In general, I would consider it odd for someone to find killing that bad. At that point, it would probably be better to just design an AI to destroy the world, because if you don't a large number of people would be born and die in the intervening time while waiting for FAI.

I don't assign any negative utility to ending a life.

Um ... most people don't want to die. That in and of itself would seem to suggest you may possibly have gone wrong somewhere in this line of reasoning.

More generally, are you a strict hedonic utilitarian? Because I can see how focusing solely on pleasure etc. could lead to that conclusion, but I think most LWers are closer to preference utilitarians.

That in and of itself would seem to suggest you may possibly have gone wrong somewhere in this line of reasoning.

It would suggest it, but it's not that strong evidence. Most people are okay with factory farming. Most people put little value on things they don't consider themselves responsible for.

More generally, are you a strict hedonic utilitarian?

I am but I could understand valuing anything you can experience. Valuing things that can't be experienced just seems silly. Would you value ice cream independent of your ability to taste it?
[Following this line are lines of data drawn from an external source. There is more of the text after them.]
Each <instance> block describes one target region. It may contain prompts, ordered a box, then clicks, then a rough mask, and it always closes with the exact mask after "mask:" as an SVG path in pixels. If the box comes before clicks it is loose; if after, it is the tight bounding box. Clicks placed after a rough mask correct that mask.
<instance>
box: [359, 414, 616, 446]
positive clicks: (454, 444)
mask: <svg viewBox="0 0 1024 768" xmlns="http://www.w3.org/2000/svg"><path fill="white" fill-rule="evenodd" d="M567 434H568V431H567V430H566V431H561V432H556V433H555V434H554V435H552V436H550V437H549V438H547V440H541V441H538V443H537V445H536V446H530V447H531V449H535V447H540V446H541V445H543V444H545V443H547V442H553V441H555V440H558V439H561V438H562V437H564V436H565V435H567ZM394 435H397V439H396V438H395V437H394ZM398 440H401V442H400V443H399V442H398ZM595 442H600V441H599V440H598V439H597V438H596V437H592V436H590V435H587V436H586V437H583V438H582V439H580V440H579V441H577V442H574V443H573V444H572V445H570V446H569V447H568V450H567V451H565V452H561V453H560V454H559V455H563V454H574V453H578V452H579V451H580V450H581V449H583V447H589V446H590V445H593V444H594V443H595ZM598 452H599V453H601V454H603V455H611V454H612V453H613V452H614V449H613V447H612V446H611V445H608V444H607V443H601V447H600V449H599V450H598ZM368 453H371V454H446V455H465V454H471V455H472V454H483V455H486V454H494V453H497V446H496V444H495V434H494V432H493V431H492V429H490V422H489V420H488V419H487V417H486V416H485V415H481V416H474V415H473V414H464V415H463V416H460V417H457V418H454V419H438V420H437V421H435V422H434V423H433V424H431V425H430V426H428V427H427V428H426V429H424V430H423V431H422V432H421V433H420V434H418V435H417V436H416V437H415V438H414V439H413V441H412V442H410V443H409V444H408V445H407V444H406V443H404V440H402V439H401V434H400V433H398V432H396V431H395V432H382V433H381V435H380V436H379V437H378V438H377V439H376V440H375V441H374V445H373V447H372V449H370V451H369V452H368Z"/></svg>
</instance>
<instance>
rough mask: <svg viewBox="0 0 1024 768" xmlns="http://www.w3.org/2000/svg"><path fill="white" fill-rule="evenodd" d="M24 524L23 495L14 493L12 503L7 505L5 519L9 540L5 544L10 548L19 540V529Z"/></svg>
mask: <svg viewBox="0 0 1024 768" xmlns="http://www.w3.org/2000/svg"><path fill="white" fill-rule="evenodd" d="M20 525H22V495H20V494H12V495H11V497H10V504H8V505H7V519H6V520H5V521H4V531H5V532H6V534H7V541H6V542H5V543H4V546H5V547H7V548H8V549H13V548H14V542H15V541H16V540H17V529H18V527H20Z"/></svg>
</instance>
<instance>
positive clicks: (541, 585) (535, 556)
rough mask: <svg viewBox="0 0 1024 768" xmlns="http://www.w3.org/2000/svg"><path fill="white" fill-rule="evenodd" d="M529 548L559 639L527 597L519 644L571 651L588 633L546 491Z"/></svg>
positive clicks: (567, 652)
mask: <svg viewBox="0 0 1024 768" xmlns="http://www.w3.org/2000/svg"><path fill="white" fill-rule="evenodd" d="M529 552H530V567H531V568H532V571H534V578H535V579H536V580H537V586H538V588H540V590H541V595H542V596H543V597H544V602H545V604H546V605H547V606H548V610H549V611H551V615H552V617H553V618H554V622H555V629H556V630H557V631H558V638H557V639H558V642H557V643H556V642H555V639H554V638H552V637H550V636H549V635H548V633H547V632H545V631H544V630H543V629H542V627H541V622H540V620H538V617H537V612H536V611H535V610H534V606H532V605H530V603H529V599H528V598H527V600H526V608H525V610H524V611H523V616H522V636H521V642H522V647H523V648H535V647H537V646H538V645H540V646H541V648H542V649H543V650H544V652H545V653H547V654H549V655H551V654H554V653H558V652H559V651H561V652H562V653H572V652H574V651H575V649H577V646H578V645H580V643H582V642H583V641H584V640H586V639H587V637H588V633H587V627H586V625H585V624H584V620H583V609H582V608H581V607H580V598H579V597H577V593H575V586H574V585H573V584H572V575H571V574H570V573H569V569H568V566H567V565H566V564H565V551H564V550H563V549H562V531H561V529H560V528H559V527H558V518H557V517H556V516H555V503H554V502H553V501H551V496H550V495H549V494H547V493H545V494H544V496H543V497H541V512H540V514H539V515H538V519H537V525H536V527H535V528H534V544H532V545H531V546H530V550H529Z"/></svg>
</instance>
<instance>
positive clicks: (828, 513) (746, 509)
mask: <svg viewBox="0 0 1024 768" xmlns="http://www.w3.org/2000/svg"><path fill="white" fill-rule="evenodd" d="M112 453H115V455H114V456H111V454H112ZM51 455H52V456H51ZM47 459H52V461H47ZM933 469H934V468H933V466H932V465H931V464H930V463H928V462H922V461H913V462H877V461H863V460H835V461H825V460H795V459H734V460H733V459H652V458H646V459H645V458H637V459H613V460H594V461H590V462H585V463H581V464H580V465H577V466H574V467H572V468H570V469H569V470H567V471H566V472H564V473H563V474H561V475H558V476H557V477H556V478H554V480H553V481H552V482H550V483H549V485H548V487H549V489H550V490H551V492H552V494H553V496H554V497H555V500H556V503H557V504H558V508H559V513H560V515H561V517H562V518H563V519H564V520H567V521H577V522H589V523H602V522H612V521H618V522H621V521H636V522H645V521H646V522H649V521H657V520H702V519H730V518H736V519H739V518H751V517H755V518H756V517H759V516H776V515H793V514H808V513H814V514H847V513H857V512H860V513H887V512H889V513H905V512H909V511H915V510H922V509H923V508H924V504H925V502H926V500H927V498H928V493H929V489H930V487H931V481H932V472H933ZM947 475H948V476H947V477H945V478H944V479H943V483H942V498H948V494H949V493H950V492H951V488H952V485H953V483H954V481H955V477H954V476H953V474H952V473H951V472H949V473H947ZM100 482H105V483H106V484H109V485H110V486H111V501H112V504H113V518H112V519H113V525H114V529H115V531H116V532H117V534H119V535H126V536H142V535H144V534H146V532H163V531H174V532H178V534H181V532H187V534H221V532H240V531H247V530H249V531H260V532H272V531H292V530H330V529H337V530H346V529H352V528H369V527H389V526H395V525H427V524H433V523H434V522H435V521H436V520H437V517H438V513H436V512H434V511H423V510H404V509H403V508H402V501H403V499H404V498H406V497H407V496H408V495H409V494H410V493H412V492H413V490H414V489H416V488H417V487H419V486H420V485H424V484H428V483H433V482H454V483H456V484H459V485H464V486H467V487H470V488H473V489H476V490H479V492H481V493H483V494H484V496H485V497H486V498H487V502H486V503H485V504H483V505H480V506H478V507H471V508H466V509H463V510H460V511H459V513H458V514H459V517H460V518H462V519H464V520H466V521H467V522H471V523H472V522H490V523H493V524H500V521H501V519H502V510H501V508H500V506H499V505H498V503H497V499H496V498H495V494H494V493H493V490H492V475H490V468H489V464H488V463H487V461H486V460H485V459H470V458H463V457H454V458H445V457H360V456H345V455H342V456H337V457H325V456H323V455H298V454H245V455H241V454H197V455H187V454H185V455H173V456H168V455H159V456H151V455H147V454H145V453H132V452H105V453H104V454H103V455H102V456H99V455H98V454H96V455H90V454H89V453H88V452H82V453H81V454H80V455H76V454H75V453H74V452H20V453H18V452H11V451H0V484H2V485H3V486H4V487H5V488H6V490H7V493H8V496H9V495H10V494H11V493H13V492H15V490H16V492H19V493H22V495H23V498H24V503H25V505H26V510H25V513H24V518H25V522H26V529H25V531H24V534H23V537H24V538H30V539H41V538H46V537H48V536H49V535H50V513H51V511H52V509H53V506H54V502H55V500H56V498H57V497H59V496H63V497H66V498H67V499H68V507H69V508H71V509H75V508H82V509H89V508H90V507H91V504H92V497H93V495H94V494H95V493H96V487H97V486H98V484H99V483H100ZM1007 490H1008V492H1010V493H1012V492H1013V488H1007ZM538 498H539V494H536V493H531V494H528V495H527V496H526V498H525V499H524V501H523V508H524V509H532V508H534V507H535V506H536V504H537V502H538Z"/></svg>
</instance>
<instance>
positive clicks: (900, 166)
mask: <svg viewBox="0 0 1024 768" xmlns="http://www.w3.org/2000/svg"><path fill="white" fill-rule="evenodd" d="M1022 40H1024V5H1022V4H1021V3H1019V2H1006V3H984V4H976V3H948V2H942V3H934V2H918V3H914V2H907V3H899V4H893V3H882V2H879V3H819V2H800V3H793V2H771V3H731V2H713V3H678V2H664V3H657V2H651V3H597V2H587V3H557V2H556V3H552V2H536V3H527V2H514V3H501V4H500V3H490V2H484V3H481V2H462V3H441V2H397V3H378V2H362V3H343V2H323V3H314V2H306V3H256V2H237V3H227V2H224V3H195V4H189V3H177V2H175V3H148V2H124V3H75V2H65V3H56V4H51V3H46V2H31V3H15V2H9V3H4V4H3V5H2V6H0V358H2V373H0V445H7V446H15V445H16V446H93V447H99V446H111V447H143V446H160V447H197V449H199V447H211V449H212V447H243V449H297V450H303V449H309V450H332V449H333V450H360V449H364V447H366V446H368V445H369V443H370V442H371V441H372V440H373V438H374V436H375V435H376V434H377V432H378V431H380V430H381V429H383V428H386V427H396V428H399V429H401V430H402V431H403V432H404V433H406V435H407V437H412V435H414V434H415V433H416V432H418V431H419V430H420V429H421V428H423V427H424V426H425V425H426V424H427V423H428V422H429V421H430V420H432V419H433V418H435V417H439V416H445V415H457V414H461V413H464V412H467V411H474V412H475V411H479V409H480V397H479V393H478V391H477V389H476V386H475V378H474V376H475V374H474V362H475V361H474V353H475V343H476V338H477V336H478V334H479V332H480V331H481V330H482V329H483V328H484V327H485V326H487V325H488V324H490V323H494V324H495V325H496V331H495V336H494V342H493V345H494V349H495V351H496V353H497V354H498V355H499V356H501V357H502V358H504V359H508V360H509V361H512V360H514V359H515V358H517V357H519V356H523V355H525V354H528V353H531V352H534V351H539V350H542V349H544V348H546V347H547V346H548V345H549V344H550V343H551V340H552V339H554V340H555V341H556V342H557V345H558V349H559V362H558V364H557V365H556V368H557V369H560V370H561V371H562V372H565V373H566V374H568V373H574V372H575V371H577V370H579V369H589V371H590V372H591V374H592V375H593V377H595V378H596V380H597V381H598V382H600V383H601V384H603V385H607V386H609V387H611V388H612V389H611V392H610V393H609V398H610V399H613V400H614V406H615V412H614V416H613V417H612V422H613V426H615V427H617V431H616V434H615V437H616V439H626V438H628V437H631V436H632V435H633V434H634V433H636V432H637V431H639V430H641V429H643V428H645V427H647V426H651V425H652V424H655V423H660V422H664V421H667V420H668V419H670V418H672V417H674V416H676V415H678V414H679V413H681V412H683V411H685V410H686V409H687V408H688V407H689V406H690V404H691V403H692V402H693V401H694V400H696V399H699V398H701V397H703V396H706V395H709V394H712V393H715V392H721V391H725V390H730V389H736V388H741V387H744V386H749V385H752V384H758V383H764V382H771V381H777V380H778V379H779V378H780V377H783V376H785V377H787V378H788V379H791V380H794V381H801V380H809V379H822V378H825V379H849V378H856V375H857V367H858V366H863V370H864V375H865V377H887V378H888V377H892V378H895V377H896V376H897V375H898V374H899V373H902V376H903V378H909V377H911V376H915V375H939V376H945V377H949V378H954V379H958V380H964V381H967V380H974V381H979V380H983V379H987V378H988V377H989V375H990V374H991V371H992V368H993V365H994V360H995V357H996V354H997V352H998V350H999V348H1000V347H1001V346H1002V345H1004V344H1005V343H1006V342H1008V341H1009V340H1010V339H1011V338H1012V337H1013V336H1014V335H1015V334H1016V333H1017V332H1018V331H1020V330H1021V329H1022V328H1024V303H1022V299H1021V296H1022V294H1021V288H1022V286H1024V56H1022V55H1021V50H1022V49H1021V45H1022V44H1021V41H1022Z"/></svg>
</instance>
It would suggest it, but it's not that strong evidence. Most people are okay with factory farming. Most people put little value on things they don't consider themselves responsible for.

OTOH, in my experience at least, people become a lot less biased when it comes to themselves. Few people would want to be factory farmed ;)

Would you value ice cream independent of your ability to taste it?

Personally? No. But I can imagine a paperclipper that would gladly sacrifice it's life to save the paperclip collection.

OTOH, in my experience at least, people become a lot less biased when it comes to themselves. Few people would want to be factory farmed ;)

Do they, or does their bias just change?

In my experience, people value themselves vastly more than they value other people. Ergo, if you replace them with someone else, they consider it a huge loss in utility.

It's possible that rationality tends to bias you away from your natural impassiveness to large groups and other "far" situations. There's a post on this, "Shut up and divide". But there do seem to be genuine biases leading to underestimates of their suffering, not just knowing about it and not caring.

[-][anonymous]11y00

I don't assign any negative utility to ending a life. It's not like it's something you can experience.

What? Are you talking about decision theoretic utility or hedonic utility? You can't experience any decision-utility, and you can't make decisions based on hedonic utility (directly). What are you trying to do?

I don't assign decision theoretic utility to it. It doesn't seem like something could actually matter unless someone experiences it.